I had the board (identical) in my Centennial 2-6-0 with one installed backwards.
Dang thing wouldn’t back up…shorting out the motor input.

Remove and pitch.

The wires coming in connect back to the motor terminals closest to where they were on the board.

There are 2 electrolytics, 2 small inductors, and…other stuff I can’t recall without digging one out of the junkbox.

A Connie in the Junk box? When you get it out, set it aside and toss into my next order-thanks :wink:

cale

I think he’s talking about the circuit board being in the junk :slight_smile:

Yup. I pulled the noise board off the motor and it runs much better on PWC. No jackrabbit starts or funky throttle control. Nice and smooth now and slow enough for switching.

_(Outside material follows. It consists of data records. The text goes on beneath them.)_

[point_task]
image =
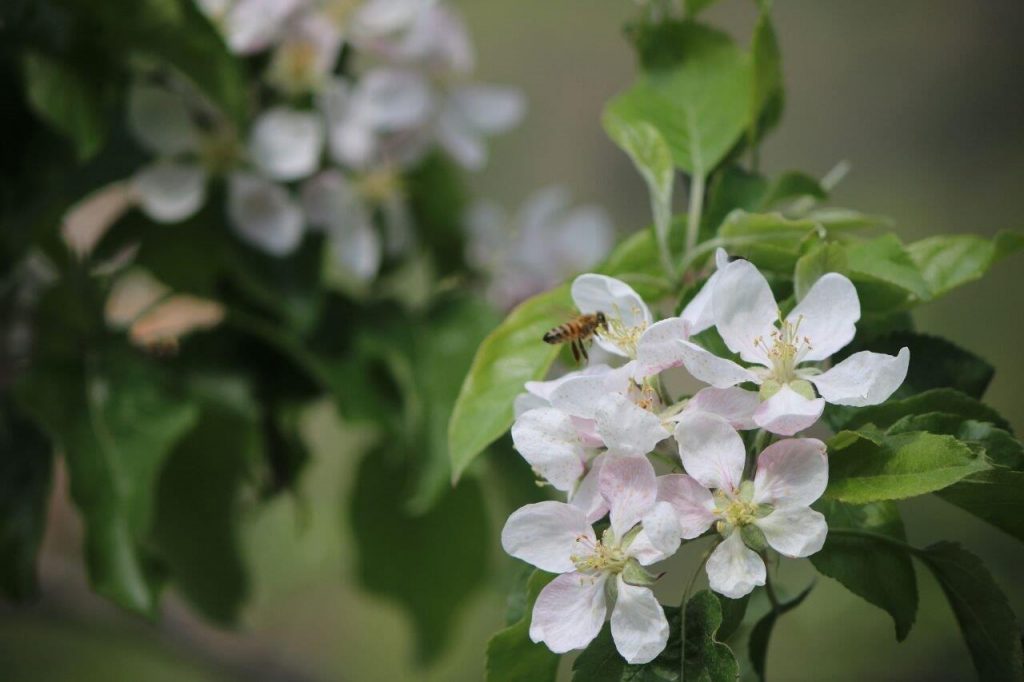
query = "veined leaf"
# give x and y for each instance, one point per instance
(878, 571)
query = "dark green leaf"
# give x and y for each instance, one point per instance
(511, 654)
(26, 470)
(872, 467)
(398, 554)
(699, 103)
(878, 571)
(985, 619)
(761, 634)
(116, 424)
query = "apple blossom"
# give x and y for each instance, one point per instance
(772, 510)
(749, 320)
(558, 538)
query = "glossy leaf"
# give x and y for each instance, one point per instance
(871, 468)
(982, 611)
(511, 654)
(878, 571)
(700, 103)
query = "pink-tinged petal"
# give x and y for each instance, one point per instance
(712, 451)
(627, 428)
(599, 293)
(638, 624)
(797, 531)
(630, 487)
(658, 347)
(581, 394)
(734, 569)
(787, 412)
(744, 310)
(734, 405)
(699, 312)
(587, 496)
(792, 473)
(547, 439)
(693, 503)
(547, 535)
(827, 315)
(713, 370)
(658, 538)
(569, 611)
(863, 378)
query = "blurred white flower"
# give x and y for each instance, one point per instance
(545, 243)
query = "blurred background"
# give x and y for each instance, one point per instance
(925, 98)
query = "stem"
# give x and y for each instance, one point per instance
(695, 209)
(682, 612)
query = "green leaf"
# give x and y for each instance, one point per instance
(983, 612)
(511, 654)
(885, 260)
(399, 555)
(511, 355)
(935, 363)
(761, 634)
(707, 657)
(73, 103)
(937, 399)
(198, 500)
(948, 261)
(116, 424)
(26, 471)
(863, 469)
(699, 103)
(652, 159)
(823, 258)
(878, 571)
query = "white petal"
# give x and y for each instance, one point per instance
(630, 487)
(569, 611)
(286, 144)
(393, 99)
(863, 378)
(658, 347)
(787, 412)
(489, 109)
(658, 537)
(699, 312)
(744, 309)
(587, 496)
(627, 428)
(170, 192)
(547, 535)
(638, 624)
(792, 473)
(711, 369)
(693, 503)
(581, 394)
(734, 569)
(160, 120)
(827, 315)
(734, 405)
(797, 531)
(547, 439)
(263, 214)
(599, 293)
(712, 451)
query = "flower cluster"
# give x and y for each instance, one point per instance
(330, 141)
(590, 434)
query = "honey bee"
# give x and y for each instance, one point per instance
(578, 331)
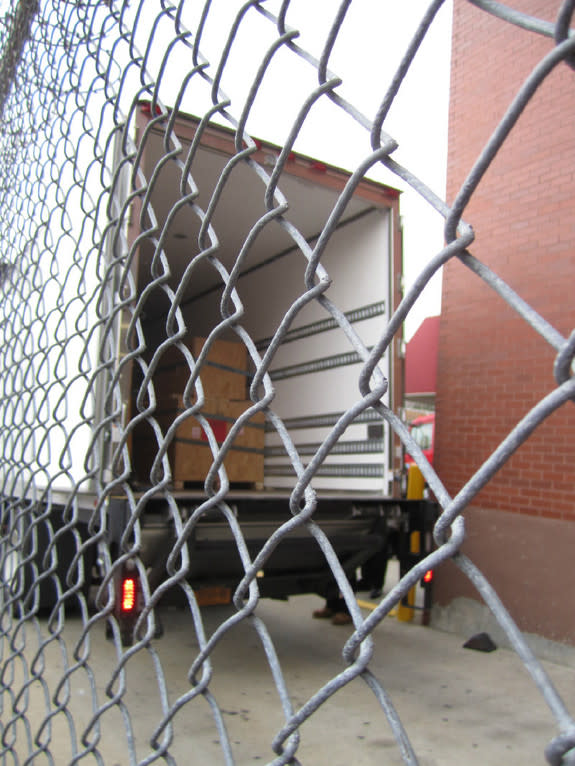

I understood the noise board OK. It’s that big funky board in the boiler that seems a bit of over kill.

Thanks Dave -

JR

The board in the smokebox does several functions.
It IS the driver for the flicker lights in firebox and ashpan.
For that reason alone, I leave it alone.

It also has a voltage regulator for the smoke unit, and it polarity drives front and rear headlights.

Thanks Dave.

The polarity drivers for directional lighting on this unit and the 45 tonners leave a little to be desired. The opposite LED always glows, although dimly. This could be another PWC phenomenon - I haven’t tried switching to linear.

JR

Yes, since LED’s will sense the downleg on PWC as a “normal” voltage when off.
Mine don’t do it on pure DC, but who knows…

I replace ALL of my LED headlights with 14V GOW bulbs.
Color is spot on for incandescent (funny how that works), and since I’m running 14.4v…

With 16.8, I add 4 diodes in one line of each bulb.

I gotta ask , Dave said …
With 16.8, I add 4 diodes in one line of each bulb

I guess I do not understand , 4 diodes , why ?
And this is for my education , NOT , doubting Daves reasons .

Dennis Paulson said:
I gotta ask , Dave said .... With 16.8, I add 4 diodes in one line of each bulb

I guess I do not understand , 4 diodes , why ?
And this is for my education , NOT , doubting Daves reasons .


To drop the voltage from 16.8 volts down to 14 volts.
.7 of a volt per diode x 4 = 2.8 volts drop.